The house was dark, and had been since Maureen had arrived. If Heath was home, he either slept or was sequestered deep inside the house. A lone gas lamp burned beside the back door, the reflected flame igniting glowing crystals in the door’s cut-glass window. That was the same door Solomon had made Maureen use the night she’d met him, when she’d worked a security detail at this very house. That was the night he’d bribed her, or had tried to, depending on how she interpreted things. She’d done nothing for the man, but she’d kept his money.

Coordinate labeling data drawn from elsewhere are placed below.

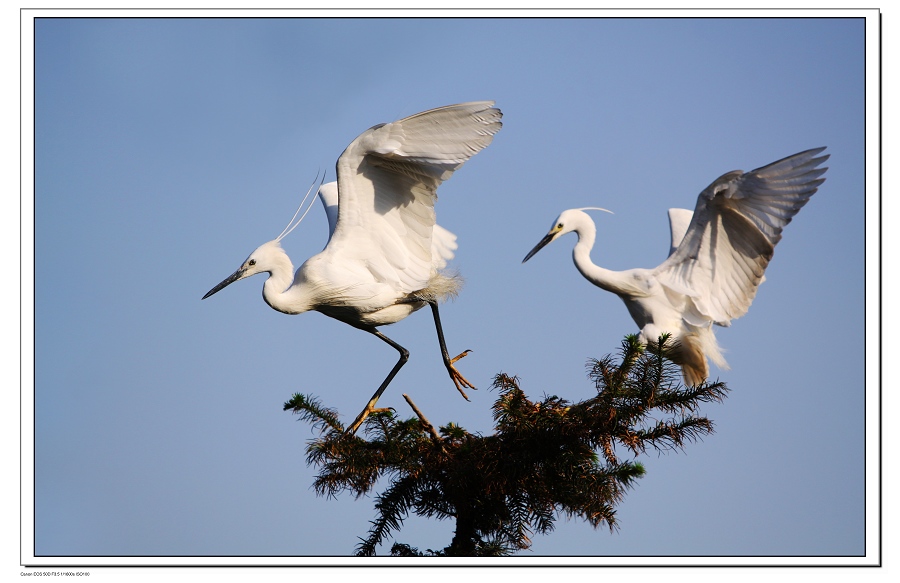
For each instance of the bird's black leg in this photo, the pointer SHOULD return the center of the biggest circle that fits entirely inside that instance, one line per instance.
(458, 380)
(370, 406)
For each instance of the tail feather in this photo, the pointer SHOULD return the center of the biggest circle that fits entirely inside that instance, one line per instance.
(693, 350)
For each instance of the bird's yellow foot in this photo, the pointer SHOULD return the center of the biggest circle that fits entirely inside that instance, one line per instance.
(459, 380)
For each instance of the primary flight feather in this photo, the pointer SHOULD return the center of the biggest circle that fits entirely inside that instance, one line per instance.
(718, 257)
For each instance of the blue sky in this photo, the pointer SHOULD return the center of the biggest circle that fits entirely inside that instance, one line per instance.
(168, 149)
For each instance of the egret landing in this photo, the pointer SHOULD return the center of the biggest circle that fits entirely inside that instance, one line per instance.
(717, 257)
(385, 256)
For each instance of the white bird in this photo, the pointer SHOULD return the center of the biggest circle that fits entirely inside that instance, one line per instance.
(717, 258)
(385, 255)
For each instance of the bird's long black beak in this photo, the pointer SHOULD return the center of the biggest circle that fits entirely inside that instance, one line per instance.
(226, 282)
(539, 246)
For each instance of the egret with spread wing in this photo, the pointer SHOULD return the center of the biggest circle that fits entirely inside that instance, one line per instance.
(385, 255)
(717, 257)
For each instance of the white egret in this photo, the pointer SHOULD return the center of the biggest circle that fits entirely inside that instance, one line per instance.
(717, 258)
(385, 256)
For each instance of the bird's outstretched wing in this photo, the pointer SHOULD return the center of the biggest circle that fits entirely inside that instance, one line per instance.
(328, 196)
(679, 220)
(731, 238)
(387, 183)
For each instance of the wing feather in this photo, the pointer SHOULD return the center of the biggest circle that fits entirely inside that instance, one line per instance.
(737, 222)
(387, 187)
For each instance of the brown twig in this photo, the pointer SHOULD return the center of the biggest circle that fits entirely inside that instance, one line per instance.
(425, 422)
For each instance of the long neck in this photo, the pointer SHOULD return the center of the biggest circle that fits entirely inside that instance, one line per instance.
(281, 292)
(611, 281)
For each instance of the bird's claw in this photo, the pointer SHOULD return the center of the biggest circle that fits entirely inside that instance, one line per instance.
(457, 378)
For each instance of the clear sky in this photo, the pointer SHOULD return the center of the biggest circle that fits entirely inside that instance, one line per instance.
(166, 150)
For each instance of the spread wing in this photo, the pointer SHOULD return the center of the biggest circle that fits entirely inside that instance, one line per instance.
(679, 220)
(731, 238)
(387, 186)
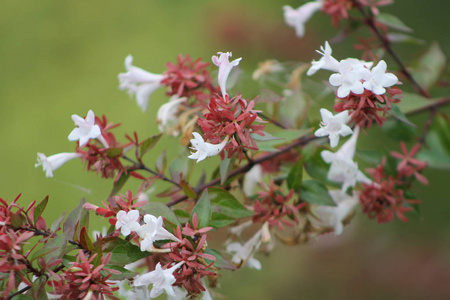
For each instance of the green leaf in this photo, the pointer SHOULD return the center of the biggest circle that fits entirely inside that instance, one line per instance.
(124, 273)
(294, 179)
(224, 202)
(119, 183)
(315, 192)
(203, 210)
(188, 191)
(219, 220)
(148, 144)
(393, 22)
(221, 262)
(114, 152)
(73, 219)
(430, 66)
(123, 252)
(398, 130)
(225, 166)
(160, 209)
(40, 209)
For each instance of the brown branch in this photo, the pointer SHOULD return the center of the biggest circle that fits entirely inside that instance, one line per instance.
(297, 143)
(369, 20)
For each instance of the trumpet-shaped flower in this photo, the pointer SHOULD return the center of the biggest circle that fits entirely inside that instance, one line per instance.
(127, 221)
(351, 72)
(244, 253)
(326, 62)
(343, 168)
(152, 231)
(167, 113)
(139, 82)
(334, 216)
(51, 163)
(377, 80)
(333, 126)
(225, 66)
(298, 17)
(162, 280)
(204, 149)
(86, 130)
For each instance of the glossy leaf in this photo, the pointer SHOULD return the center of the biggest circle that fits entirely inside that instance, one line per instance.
(315, 192)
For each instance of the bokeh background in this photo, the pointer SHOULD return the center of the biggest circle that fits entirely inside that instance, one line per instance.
(60, 58)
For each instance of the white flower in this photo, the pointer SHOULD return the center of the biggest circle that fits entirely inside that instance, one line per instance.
(377, 80)
(51, 163)
(225, 66)
(86, 130)
(251, 179)
(139, 82)
(167, 113)
(343, 168)
(152, 231)
(204, 149)
(244, 253)
(162, 280)
(326, 62)
(127, 221)
(351, 72)
(333, 216)
(333, 126)
(298, 17)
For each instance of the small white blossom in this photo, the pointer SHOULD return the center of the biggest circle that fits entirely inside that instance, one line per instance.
(152, 231)
(86, 130)
(351, 72)
(127, 221)
(139, 82)
(162, 280)
(298, 17)
(377, 80)
(225, 66)
(343, 168)
(244, 253)
(51, 163)
(251, 179)
(204, 149)
(326, 62)
(333, 216)
(333, 126)
(167, 114)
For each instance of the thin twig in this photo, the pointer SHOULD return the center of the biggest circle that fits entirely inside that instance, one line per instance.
(369, 20)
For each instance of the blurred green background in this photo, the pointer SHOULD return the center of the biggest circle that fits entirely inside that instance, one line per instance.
(60, 58)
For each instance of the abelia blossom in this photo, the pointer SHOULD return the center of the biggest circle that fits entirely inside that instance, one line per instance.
(343, 168)
(152, 231)
(244, 252)
(351, 71)
(127, 221)
(162, 280)
(333, 126)
(326, 62)
(334, 216)
(167, 114)
(225, 66)
(298, 17)
(52, 163)
(139, 82)
(377, 80)
(86, 130)
(204, 149)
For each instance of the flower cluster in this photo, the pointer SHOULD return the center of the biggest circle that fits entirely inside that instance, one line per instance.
(361, 87)
(389, 195)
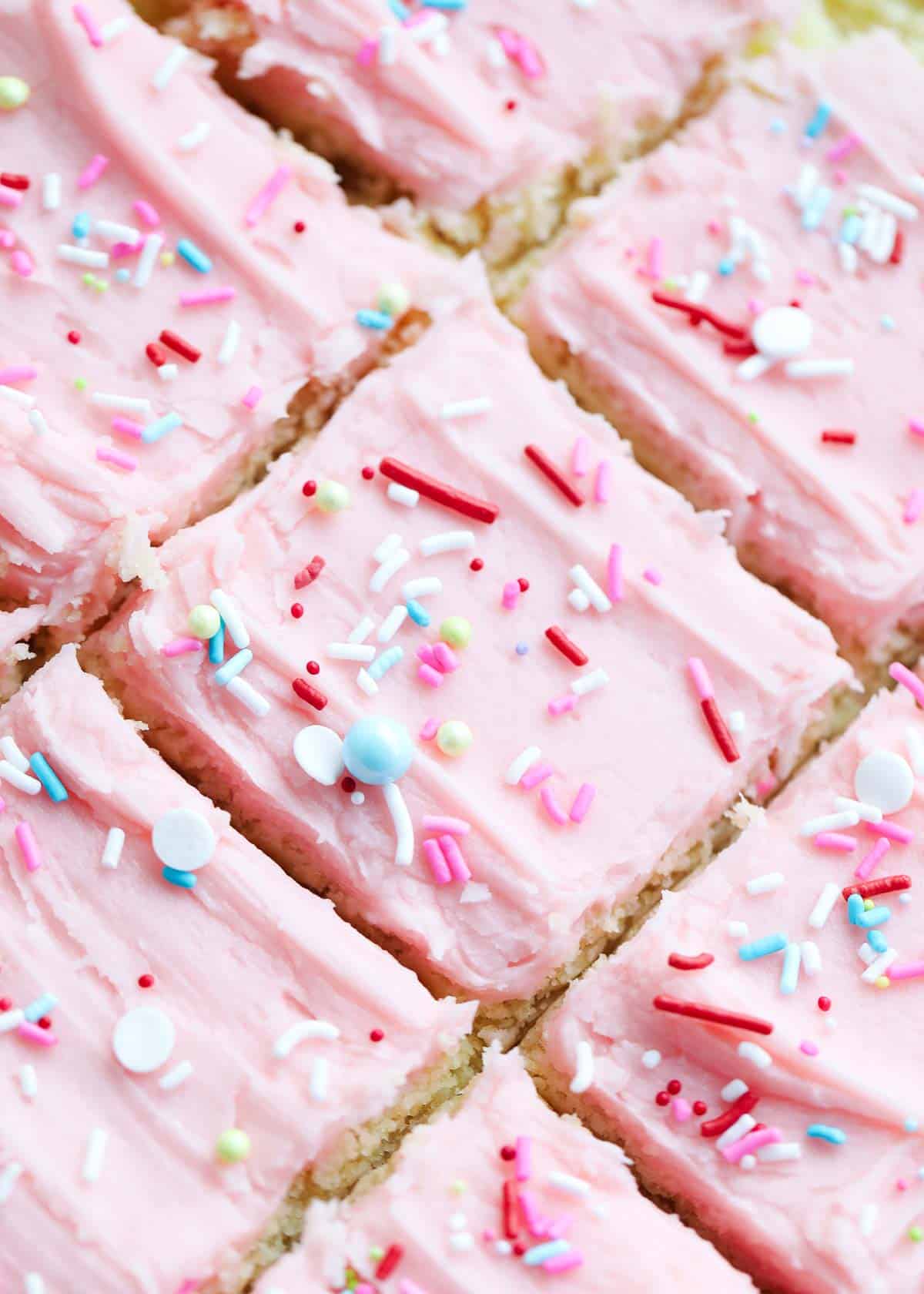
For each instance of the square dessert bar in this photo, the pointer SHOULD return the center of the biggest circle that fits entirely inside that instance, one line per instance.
(742, 306)
(184, 1033)
(184, 295)
(501, 1193)
(454, 689)
(755, 1047)
(492, 116)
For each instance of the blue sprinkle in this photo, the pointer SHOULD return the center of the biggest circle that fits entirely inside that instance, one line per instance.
(49, 778)
(418, 614)
(762, 946)
(825, 1132)
(184, 880)
(377, 320)
(216, 646)
(193, 255)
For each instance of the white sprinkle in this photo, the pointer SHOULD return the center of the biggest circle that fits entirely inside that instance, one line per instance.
(830, 822)
(232, 618)
(403, 494)
(823, 905)
(175, 1077)
(393, 622)
(448, 541)
(96, 1155)
(390, 567)
(170, 68)
(765, 884)
(584, 1068)
(112, 850)
(591, 682)
(756, 1055)
(298, 1033)
(21, 780)
(83, 256)
(249, 696)
(351, 651)
(426, 586)
(591, 589)
(51, 192)
(466, 408)
(523, 761)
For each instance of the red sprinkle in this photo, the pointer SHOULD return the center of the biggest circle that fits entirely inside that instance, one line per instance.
(681, 962)
(551, 473)
(568, 649)
(478, 509)
(713, 1014)
(178, 344)
(308, 692)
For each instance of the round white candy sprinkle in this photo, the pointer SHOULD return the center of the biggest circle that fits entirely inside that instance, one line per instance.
(782, 333)
(884, 779)
(182, 839)
(142, 1039)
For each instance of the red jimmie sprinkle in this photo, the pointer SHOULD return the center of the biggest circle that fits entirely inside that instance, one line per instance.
(712, 1014)
(680, 962)
(391, 1258)
(437, 492)
(551, 473)
(182, 346)
(883, 885)
(310, 574)
(308, 692)
(570, 650)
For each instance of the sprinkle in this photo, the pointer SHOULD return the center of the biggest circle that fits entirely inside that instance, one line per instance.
(551, 474)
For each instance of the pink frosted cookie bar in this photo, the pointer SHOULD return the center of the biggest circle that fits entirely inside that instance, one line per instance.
(171, 290)
(800, 422)
(755, 1047)
(417, 565)
(492, 114)
(172, 1059)
(502, 1193)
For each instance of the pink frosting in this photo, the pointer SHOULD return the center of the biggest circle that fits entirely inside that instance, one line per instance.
(448, 1183)
(836, 1221)
(236, 963)
(72, 523)
(640, 742)
(454, 127)
(829, 521)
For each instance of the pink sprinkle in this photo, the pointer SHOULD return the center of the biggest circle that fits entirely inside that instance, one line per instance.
(28, 846)
(551, 806)
(836, 841)
(602, 481)
(89, 25)
(914, 508)
(892, 831)
(876, 854)
(523, 1161)
(92, 171)
(213, 297)
(106, 454)
(583, 801)
(580, 457)
(149, 215)
(615, 572)
(437, 865)
(268, 194)
(454, 856)
(180, 646)
(445, 826)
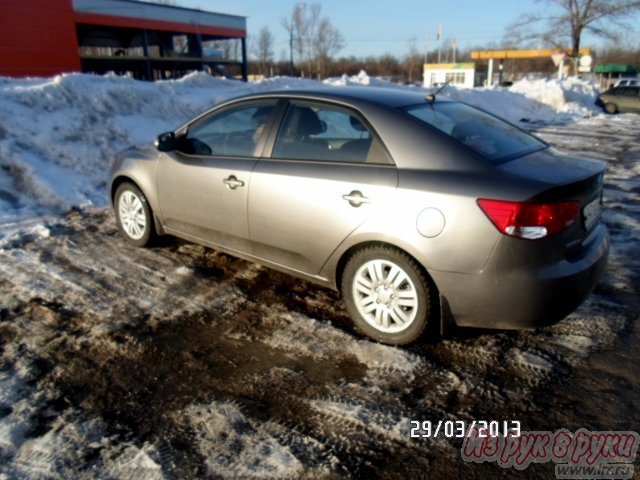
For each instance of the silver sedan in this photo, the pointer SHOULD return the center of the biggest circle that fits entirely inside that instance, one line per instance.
(416, 208)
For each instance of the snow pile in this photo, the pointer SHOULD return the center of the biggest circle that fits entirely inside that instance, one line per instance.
(571, 95)
(58, 135)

Recalling that security cameras watched every inch of the Heath property, she had parked the cruiser beyond their range. She’d found a spot to be invisible, as she had in the Irish Garden. What she had to decide was what to do next. She wasn’t tucked in a barroom booth, a big sweatshirt hiding her appearance. She was in a police cruiser tonight, in uniform.
Maureen settled deeper into her seat, her arm hanging out the window. She fixed her gaze on the gas lamp’s dancing flame.
She didn’t know what she had expected to discover sitting outside Solomon’s house. Even if the lights were on, what did she hope to see? She felt he needed watching, so she watched. Her thought process hadn’t advanced much beyond that basic instinct. Did she think he’d have a late-night visitor arriving at the back door? Or did she think she’d be able to accost him as he came creeping home in the wee hours from nefarious doings about town, maybe with a young girl or young boy on his arm? She had tailed him on and off for a month and had found no indication of such behavior. If only he would make it that easy, she thought. If only he were that sloppy. That ordinary. But you didn’t get to where he was, and remain where he had managed to stay, by being sloppy. He wasn’t the kind of man to commit common sins.
After weeks of watching his house, of following him to work, she had witnessed no wrongdoing of any kind. She had gained no leverage against him, had none to provide to Atkinson or Detillier. She could sit outside his house a hundred nights in a row and Solomon would give her nothing. Anything useful she got from him, she was going to have to take.